Greece's international creditors failed to agree Monday on how to get the country's bailout program back on track and put off again the release of the next batch loans that Athens is using to pay its day-to-day bills.
However, European finance ministers meeting in Brussels did decide to give Greece two more years until 2016 to reform its economy — one of the conditions of its bailout package. But they could not agree on how to pay for the extension or when the country's debts would reach a manageable level.
"Today a huge step has been made in order to secure the program on Greece, in order to enhance the confidence on the eurozone, in order to find a strong and definite solution for this question, which has lasted for more than two years now," said French Finance Minister Pierre Moscovici, as he left the meeting of finance ministers from the 17 countries that use the euro. "We couldn't do more today."
The European Central Bank, the International Monetary Fund and the European Commission, which is the EU's executive arm, have twice agreed to bail out Greece, pledging a total of €240 billion in rescue loans. The country has received about €150 billion of those loans so far, in exchange for making tough budget cuts and sweeping reforms to its labor market and bureaucracy.
The main aim of the bailout program is to right Greece's economy and get it to a point where it no longer relies on international aid and can independently raise money on the debt markets. The bailout program was supposed to steadily reduce Greece's debt until, in 2020, it reached 120 percent of its annual gross domestic product— a level generally considered sustainable. But it's been clear for months now that the country is way off track from achieving that goal — although how far off track is a point of contention among its lenders.
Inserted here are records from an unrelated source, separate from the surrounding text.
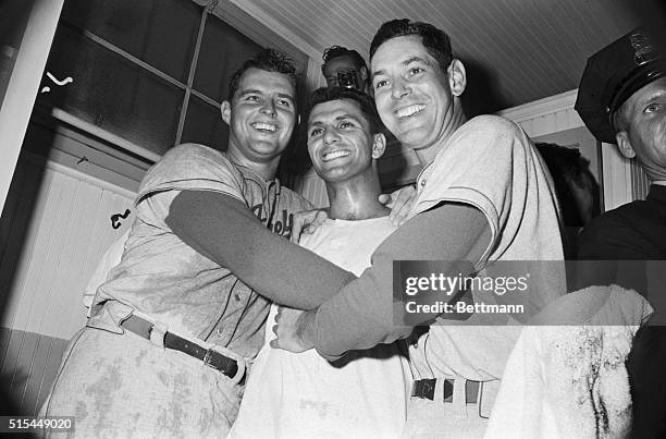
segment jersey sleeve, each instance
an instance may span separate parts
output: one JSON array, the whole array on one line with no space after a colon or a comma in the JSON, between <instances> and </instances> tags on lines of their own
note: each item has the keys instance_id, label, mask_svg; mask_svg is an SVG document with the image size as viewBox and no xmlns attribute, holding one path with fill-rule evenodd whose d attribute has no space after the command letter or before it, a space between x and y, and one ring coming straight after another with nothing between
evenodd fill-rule
<instances>
[{"instance_id":1,"label":"jersey sleeve","mask_svg":"<svg viewBox=\"0 0 666 439\"><path fill-rule=\"evenodd\" d=\"M141 181L136 204L166 191L219 192L245 203L240 172L220 151L197 144L170 149L150 168Z\"/></svg>"}]
</instances>

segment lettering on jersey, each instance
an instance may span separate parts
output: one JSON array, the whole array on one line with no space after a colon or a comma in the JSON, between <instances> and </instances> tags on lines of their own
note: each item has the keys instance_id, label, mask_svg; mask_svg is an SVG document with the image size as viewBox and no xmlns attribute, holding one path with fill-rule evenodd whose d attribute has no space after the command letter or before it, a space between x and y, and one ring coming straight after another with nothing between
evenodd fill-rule
<instances>
[{"instance_id":1,"label":"lettering on jersey","mask_svg":"<svg viewBox=\"0 0 666 439\"><path fill-rule=\"evenodd\" d=\"M287 212L286 209L282 209L282 212L275 215L273 218L273 222L271 224L268 223L269 217L266 216L266 211L263 209L263 205L256 205L251 209L252 214L262 224L273 233L282 235L286 239L292 237L292 227L294 224L294 214Z\"/></svg>"}]
</instances>

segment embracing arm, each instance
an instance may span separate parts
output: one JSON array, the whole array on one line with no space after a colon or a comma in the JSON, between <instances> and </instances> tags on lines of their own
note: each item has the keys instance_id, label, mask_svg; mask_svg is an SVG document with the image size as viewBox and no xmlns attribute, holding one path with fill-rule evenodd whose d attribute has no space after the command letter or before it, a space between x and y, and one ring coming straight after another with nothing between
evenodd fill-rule
<instances>
[{"instance_id":1,"label":"embracing arm","mask_svg":"<svg viewBox=\"0 0 666 439\"><path fill-rule=\"evenodd\" d=\"M393 321L393 261L468 260L476 265L486 253L491 234L485 216L468 205L442 204L417 215L379 246L372 256L372 267L359 279L318 309L289 322L292 334L298 339L296 343L288 337L280 340L279 332L273 345L294 350L288 344L300 344L300 351L313 345L323 357L335 359L349 350L407 337L411 328L395 327ZM459 265L453 266L456 272L451 276L458 276ZM423 321L435 317L422 316ZM279 331L281 325L279 320Z\"/></svg>"},{"instance_id":2,"label":"embracing arm","mask_svg":"<svg viewBox=\"0 0 666 439\"><path fill-rule=\"evenodd\" d=\"M166 224L187 245L279 304L314 308L356 278L270 232L244 203L219 192L183 191L171 203Z\"/></svg>"}]
</instances>

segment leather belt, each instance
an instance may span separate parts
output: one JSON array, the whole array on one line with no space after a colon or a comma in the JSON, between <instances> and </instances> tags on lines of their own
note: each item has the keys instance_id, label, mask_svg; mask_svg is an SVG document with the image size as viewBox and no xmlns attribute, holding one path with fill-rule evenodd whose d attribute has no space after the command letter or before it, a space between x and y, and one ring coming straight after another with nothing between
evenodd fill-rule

As IMF chief Christine Lagarde left the meeting, she insisted that Greece should still be aiming to bring its debts to the 120 percent level by the original target of 2020. But Jean-Claude Juncker, who chairs the meetings of the eurozone finance ministers said that the deadline would likely be changed to 2022.
"What matters at the end of the day is the sustainability of the Greek debt, so that country can be back on its feet and re-access the private market in due course," Lagarde said.
The question of debt sustainability is as important as it is divisive: If Greece's debts can't be reduced to a level where the country can pay them down, then the billions of euros in bailout loans given to Greece will have been wasted.
It's taken on even more importance in recent weeks because Germany has insisted that until the question is resolved, Greece can't receive its next €31.5 billion ($40 billion) batch of its bailout loans. The country has a bond payment coming due this week, but EU Finance Commissioner Olli Rehn said Athens would be able to roll it over and didn't need the loan installment.
The issue appears to have ultimately derailed Monday's meeting, and so the ministers will meet again Nov. 20 in order to release the next batch of bailout loans.
Still, politicians sought to spin the meeting as having made some progress, especially after Greece pushed two tough bills through its parliament in recent days — one with a raft of reforms, the other with a stringent 2013 budget.
"Words have been backed by deeds," Rehn said after the meeting, as he also sought to underscore how many sacrifices Greece has made.
"As regards structural reforms, it is time to debunk the perception that no progress has been made. This perception is damaging, it is unfair, and it is simply wrong," he said.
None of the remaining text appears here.